Currently, it is unknown whether pollution is concentrated in North Thailand or whether it has already backed in Mecong, which is affecting the Downstream nations.
It is “extremely likely” that toxic metal and chemicals are already detected in Cambodia, where 60% of the country’s protein intake from the Mecong River told DW, the director of the Junglee, Bryan Ailler, Stimson Center Asia Program, told DW.
In recent weeks, Civil Society groups have called for strong action in the 1990s from the Mekong River Commission (MRC) established by Cambodia, Laos, Thailand and Vietnam, which is in the 1990s to manage shared waterways.
“MRC must install monitoring stations for immediate heavy metals and ensure that there is timely access to accurate and transparent information across the basin,” Pianporn urged.
But MRC has so far reduced the danger. In July, it reported arsenic level above the security boundaries on four of the five samples in Thailand and Laos, yet the situation was only eliminated as “minor serious transboundary environmental issues”.
Many analysts agree that the final responsibility is with Beijing, which controls about 60% of global rare earth production and about 90% of refinement.
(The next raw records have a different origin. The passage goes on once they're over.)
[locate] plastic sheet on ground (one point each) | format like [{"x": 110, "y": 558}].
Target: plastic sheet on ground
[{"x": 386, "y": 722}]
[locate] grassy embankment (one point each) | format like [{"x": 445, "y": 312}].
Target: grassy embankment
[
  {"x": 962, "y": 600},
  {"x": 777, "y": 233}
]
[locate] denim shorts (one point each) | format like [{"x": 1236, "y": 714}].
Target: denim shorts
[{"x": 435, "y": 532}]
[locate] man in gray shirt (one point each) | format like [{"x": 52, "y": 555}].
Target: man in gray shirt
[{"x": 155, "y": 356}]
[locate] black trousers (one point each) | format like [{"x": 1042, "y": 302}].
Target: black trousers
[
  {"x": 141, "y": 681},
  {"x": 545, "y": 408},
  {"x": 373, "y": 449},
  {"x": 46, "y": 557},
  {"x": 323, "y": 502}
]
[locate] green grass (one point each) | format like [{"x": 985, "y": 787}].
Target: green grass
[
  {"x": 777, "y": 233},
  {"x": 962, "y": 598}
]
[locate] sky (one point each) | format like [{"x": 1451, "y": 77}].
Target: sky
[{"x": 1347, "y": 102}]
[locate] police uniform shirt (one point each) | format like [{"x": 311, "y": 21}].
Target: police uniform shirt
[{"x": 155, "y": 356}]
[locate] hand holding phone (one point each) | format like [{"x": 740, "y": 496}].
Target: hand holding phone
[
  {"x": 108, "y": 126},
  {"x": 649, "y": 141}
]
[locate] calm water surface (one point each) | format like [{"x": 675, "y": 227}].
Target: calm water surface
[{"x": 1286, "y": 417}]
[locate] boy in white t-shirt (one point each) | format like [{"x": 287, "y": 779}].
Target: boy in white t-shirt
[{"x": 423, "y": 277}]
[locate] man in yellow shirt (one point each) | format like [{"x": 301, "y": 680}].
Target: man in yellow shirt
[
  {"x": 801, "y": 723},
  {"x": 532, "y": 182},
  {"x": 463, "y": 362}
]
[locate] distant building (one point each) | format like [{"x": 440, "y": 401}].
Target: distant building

China, the world’s largest user in the world of rare earth minerals, underlines several forms of rare-earth mining at home in the 2010s because it worries about environmental damage.
However, thesis environmental safety measures established many Chinese companies to move south and establish their operations on the border in Kachin and Shaan states of Myanmar.
In 2018, the Myanmar -led government had banned exports and ordered Chinese miners to reduce operations, but since 2021, a withdrawal has continued to be extracted amidst a civic struggle.
Beijing has “demanded effective export of rare earth mineral extraction to other countries. And now the practice has spread to the next door in the ETNIC autonomous region of Myanmar, where it is booming over irregular fashion,” Eyler said.
Can the situation be worse?
Beijing should suggest that all rare earth imports come only from mines that comply with its laws and environmental standards, Pianporn told DW.
Shehe said, “If China is a leader on ‘ecological civilization’, it should work in a accountable and transparent manner.”
However, China’s reaction to Beijing Wood against its selfishness, because the global race thesis for the rare Earth is a conflict for the control of significant materials.
The way it goes against the way of conducting foreign policy in an region like Southeast Asia, the lecturer, assistant professor MLA MLA Atmacharch said in the South East Asian study at the Thomasit University.
In bilateral behavior, China always emphasizes the principles of state sovereignty, in which Beijing emphasizes that it does not interfere with the affairs of any other country, including its environmental law.
For example, Beijing may say that it has no effect on rare-earth mining in Myanmar because the monitoring of environmental damage comes within the sovereign of Myanmar, nor China needs “to consider the problem for other downstream states,” Prikelark told DW.
The rush of rare-earth is not limited to Myanmar. Laos has been identified at least 15 mines with tributaries of Mekong. Cambodia currently has a lack of active large -scale rare earth mines, but investigation continues.
Environmentalists are afraid of a regional chain response of pollution on Mekong.
Eler of the Stimson Center told DW, “The situation likes that it becomes better before it becomes.”
He said, “It is possible that the population of the entry river is contaminated, and the flooding, which is an agricultural production area for the world, is unusable for a long time,” he said.
For now, Mekong is still seen as one of the world’s great clean rivers. But experts fear that reputation may soon be lost.